Markets around the world plunged, with Asia and Europe down -3 percent, U.S. markets down 1.7 percent, and gold up 1.1 percent.
The new China crisis is expected to hammer demand for foreign luxury products. Tesla Motors shares plummeted 4 percent to $230 and Apple stock fell 2 percent to a new “bear-market” low of $103.
Chinese automatic “circuit breakers” were implemented by the China Securities Regulatory Commission to suspend trading automatically during a crash after the August 2015 wipe-out saw markets in the “Red Dragon” collapse by over a third. Trading was shuttered on January 3 nearly 90 minutes before the regular close, according to Stratfor Global Intelligence.
The plunge came after an official report from the China Iron and Steel Association that large and medium-sized Chinese steel mills reported losses of nearly $8.2 billion during the first 11 months of 2015. Bulk steel prices have fallen by 78 percent in the past two years.

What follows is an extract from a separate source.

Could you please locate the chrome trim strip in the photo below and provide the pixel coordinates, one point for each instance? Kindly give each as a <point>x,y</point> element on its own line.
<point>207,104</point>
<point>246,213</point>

Despite massive government subsidies and purchases, China’s 101 largest steel mills’ total sales revenue fell by 19.3 percent in 2015 compared with the previous year.
Traders also blamed the crash on the scheduled end to lock-up restrictions against any selling by major stock shareholders, including insurance companies. The rule was mandated during the summer crash and was scheduled to end next week. The extraordinary withdrawal of institutions’ ability to cash-out was credited with stopping the crash and leading to a 25 percent rebound in the stock markets.
The decline of China’s stock market will undoubtedly lead to another plunge in real estate values, which had stabilized in the last few months after being down about 20 percent for the year.
Traders told Reuters that the selloff could pressure Chinese authorities to re-freeze IPOs to preserve liquidity, extend the share lockup to prevent more selling, and keep force the “national team” of brokerages and fund management firms to be on the hook to keep buying and holding stocks at a loss.